The previous post looked at the location of some of Toronto's ethnic communities on the eve of World War II. In this post I will look at the social geography of Toronto around this time, drawing from the work of geographer Daniel Hiebert.
Hiebert shows a city divided on class and ethnic lines. While Toronto is now largely characterized by an increasingly affluent and gentrified core with the poor increasingly living on the periphery, at this time Toronto more or less conformed to the Chicago School concentric ring model. Hence, "the rate of home ownership and the size and quality of housing...all tended to increase with distance from the city centre" (p. 61).

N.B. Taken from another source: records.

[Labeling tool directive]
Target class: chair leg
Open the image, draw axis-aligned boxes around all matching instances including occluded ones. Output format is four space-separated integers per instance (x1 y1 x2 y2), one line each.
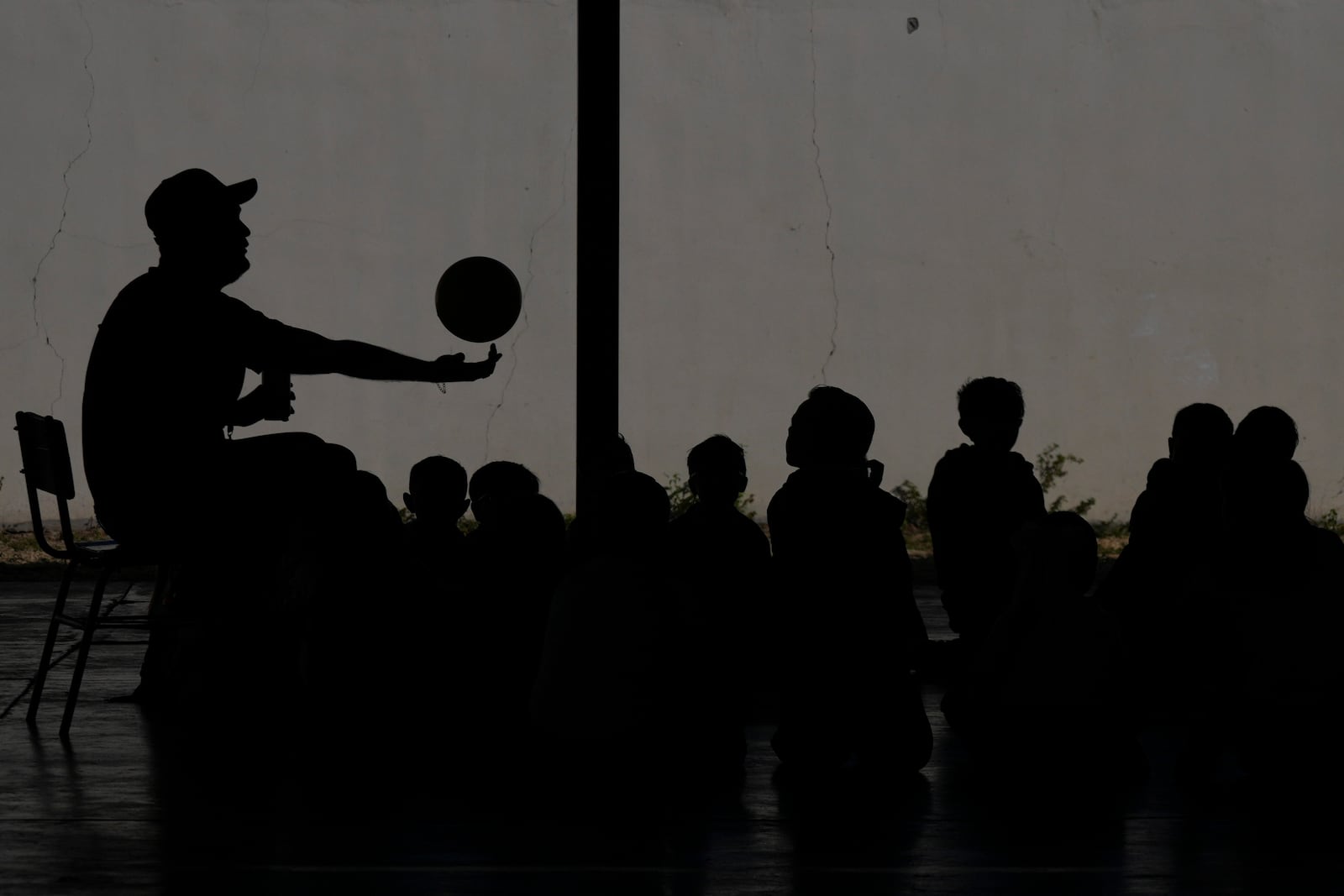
60 567 112 737
29 560 78 724
150 563 173 618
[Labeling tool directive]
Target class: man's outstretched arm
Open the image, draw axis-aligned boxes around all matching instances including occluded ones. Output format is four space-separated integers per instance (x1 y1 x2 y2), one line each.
276 327 500 383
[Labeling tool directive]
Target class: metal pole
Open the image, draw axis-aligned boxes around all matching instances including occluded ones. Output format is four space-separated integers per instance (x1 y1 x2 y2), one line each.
575 0 621 508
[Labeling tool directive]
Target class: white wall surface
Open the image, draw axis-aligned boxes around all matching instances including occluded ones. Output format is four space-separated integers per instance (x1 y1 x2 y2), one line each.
0 0 1344 521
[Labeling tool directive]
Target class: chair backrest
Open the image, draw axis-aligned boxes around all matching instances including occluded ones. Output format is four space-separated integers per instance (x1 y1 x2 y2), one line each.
13 411 76 556
13 411 76 501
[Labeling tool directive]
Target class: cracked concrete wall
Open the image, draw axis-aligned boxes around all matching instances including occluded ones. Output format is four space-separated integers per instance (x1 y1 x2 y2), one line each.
0 0 575 522
621 0 1344 516
8 0 1344 521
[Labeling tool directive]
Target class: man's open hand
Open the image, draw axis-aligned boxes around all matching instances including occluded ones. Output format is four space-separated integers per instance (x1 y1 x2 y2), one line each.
433 343 502 383
228 385 294 426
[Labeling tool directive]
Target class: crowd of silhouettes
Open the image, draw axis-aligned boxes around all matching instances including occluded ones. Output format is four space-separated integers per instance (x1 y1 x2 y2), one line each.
128 378 1344 800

The "inner city" between Dovercourt Rd. and the Don River south of Bloor had older, lower cost housing and was home to the majority of the city's eastern and southern European and Chinese residents. Residents with origins in the British Isles showed a tendency to vacate the inner city and move to outlying districts.
The above map (p. 61) shows assessed housing values in 1931. The poorest areas were all located south of College/Carlton St. (including Cabbagetown, the Ward and Kensington Market) while the most expensive housing was located in a large northern area (including the Annex, Rosedale and the Avenue Rd. "hill district") as well as on the western fringe near High Park.
Hiebert (p. 63) also includes the average assessed dwelling value for occupational groups. For the city as a whole, the average dwelling was assessed at $2,304. 46.2% of householders owned their dwelling, which ranged from 78.9% for capitalists to 29.7% for unskilled workers.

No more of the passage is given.